The Court recognized that elected officials regularly undertake many activities that do not fall under the definition of an official act and stated that the government’s preferred interpretation of the term would raise substantial constitutional concerns. For example, the Court observed that “conscientious public officials arrange meetings for constituents, contact other officials on their behalf, and include [constituents] in events all the time . . . [r]epresentative government assumes that public officials will hear from their constituents and act appropriately on their concerns.”  With that in mind, the Court reasoned that, if accepted, the government’s expansive reading of the statute could potentially criminalize such routine, and often necessary, acts and could “cast a pall of potential prosecution over these relationships.” As such, mere constituent relations activity will no longer support bribery charges under the current federal statute.

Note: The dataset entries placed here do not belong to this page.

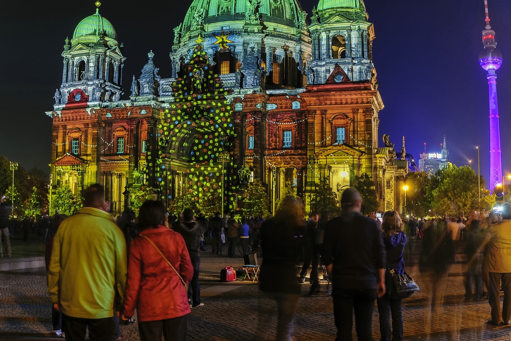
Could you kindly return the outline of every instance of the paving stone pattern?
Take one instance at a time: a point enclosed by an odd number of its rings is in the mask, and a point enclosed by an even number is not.
[[[205,299],[204,306],[192,309],[189,316],[189,339],[261,339],[266,334],[268,339],[274,339],[275,314],[268,313],[274,309],[274,304],[258,290],[257,284],[219,282],[220,269],[228,265],[238,268],[242,259],[202,255],[200,278],[204,292],[216,292],[218,288],[208,289],[216,286],[225,288],[220,290],[222,293]],[[490,317],[487,302],[463,302],[463,266],[451,267],[444,303],[433,311],[430,308],[428,275],[420,273],[416,266],[408,267],[422,291],[404,302],[404,340],[511,340],[511,327],[485,325]],[[305,294],[309,287],[308,284],[302,287],[303,294],[295,315],[294,339],[334,339],[336,329],[332,298],[327,294],[324,284],[319,295],[312,297]],[[380,339],[378,318],[375,305],[373,327],[376,340]],[[136,324],[122,328],[130,340],[140,339]],[[0,272],[0,339],[48,340],[51,338],[51,329],[44,269]],[[256,331],[259,336],[254,339]],[[354,339],[356,339],[354,334]]]

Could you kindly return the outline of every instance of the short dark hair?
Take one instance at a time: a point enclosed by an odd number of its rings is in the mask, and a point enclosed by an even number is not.
[[[102,185],[91,185],[83,191],[83,206],[85,207],[100,208],[105,197],[105,188]]]
[[[144,230],[149,227],[157,229],[165,221],[165,206],[157,200],[146,200],[140,207],[138,224]]]
[[[346,188],[341,197],[341,207],[348,209],[358,205],[362,202],[362,197],[358,191],[350,187]]]
[[[502,219],[511,219],[511,203],[506,202],[502,205],[500,213],[502,215]]]
[[[184,209],[183,211],[183,220],[187,222],[193,220],[193,210],[192,209]]]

The McDonnell decision raises the bar substantially for the Department of Justice for prosecutions of public officials for bribery-related conduct. But the decision does not give public officials carte blanche to accept gifts from constituents and others seeking assistance. Indeed, the Court left open the possibility that Governor McDonnell may have committed crimes: the Court remanded the case to the Fourth Circuit Court of Appeals to determine if there is sufficient evidence on which a jury could convict Governor McDonnell under the now bounded definition of “official act.”  Further, federal, state, and local ethics regimes continue to restrict acceptance of gifts by public officials even where such acceptance is not linked to any specific official act.

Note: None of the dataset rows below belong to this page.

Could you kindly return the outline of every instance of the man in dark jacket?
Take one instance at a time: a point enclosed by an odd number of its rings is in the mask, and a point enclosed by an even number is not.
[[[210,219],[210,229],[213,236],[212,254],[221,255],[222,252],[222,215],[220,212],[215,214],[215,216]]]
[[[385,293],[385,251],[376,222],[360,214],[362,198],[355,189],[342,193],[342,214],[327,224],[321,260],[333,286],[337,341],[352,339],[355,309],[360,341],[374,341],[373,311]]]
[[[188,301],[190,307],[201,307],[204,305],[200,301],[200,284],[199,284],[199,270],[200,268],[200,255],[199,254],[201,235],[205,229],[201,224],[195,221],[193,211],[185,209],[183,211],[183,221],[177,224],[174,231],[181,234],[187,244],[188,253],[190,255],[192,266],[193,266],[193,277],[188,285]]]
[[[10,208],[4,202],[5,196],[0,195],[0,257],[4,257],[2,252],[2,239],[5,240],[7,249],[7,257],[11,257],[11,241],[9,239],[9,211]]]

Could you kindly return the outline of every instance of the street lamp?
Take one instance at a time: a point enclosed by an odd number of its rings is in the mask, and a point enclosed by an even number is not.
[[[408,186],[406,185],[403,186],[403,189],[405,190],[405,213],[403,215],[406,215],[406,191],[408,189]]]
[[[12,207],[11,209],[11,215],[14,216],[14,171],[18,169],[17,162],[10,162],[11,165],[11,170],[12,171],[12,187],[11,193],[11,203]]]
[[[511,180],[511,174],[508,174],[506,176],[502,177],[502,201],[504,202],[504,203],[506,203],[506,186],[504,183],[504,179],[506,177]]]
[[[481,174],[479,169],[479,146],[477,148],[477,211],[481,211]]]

It remains to be seen whether the government will attempt to retry the McDonnell case, and what effect, if any, this decision will have on pending prosecutions of other officials. DOJ’s principal pending public corruption case against a federal official, for example, is its prosecution of Senator Bob Menendez (D-NJ) in connection with a bribery scheme in which Menendez allegedly accepted gifts from Salomon Melgen, a Florida ophthalmologist, in exchange for using the power of his Senate office in the following ways to benefit Melgen’s financial and personal interests:

  • Influencing the immigration visa proceedings of Melgen’s foreign girlfriends;
  • Pressuring the U.S. Department of State to influence the Government of the Dominican Republic to abide by Melgen’s multi-million dollar contract to provide exclusive cargo screening services in Dominican ports;
  • Stopping U.S. Customs and Border Protection from donating equipment to the Dominican Republican, a donation that would threaten Melgen’s exclusive contract; and
  • Influencing the outcome of the Centers for Medicare and Medicaid Services’ administrative action seeking millions of dollars in Medicaid overbillings that Melgen owed to the federal government.

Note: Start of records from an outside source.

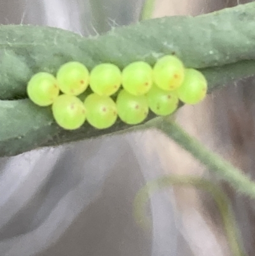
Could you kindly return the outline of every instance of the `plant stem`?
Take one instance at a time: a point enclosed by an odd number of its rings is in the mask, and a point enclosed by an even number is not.
[[[141,13],[140,20],[151,19],[154,10],[156,0],[145,0]]]
[[[195,158],[204,164],[210,171],[214,172],[221,179],[227,181],[239,192],[255,198],[255,183],[240,170],[233,166],[217,154],[206,148],[196,139],[187,134],[179,125],[164,119],[156,127]]]
[[[137,193],[134,201],[133,215],[140,225],[145,228],[150,223],[145,218],[145,206],[152,193],[172,185],[191,186],[208,192],[214,198],[220,211],[229,248],[234,256],[245,254],[238,243],[239,234],[231,204],[225,193],[209,181],[192,176],[170,175],[161,177],[147,183]]]

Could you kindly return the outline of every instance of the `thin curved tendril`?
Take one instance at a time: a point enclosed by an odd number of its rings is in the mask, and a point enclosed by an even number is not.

Sen. Menendez’s attorneys will no doubt argue that the actions taken by the Senator on behalf of Mr. Melgen were basically common constituent service activities of the kind that, post-McDonnell, do not rise to the level of “officials acts” that can form the “quo” in a quid pro quo bribery scheme. But, on their face, the charged official actions central to the Menendez case appear to include an element lacking in the McDonnell case, or at least missing from the trial judge’s charge to the jury on the meaning of “official acts”: the attempt to influence other government officials, the attempt to exert pressure on other government decisions and actions. In this regard, Sen. Menendez’s alleged actions appear to fall within the “bounded” definition of “official act,” articulated by the McDonnell Court as including an official’s “using his official position to exert pressure on another official to perform an ‘official act,’ or to advise another official, knowing or intending that such advice will form the basis for an ‘official act’ by another official.” If there are weaknesses to the government’s case against Sen. Menendez, the “McDonnell problem”—failure to charge performance of specific and clear official actions—does not appear to be among them.

For future cases, however, McDonnell sends a strong message to government investigators and prosecutors: in investigating, charging, and trying public corruption cases, respect the boundaries of criminal statutes.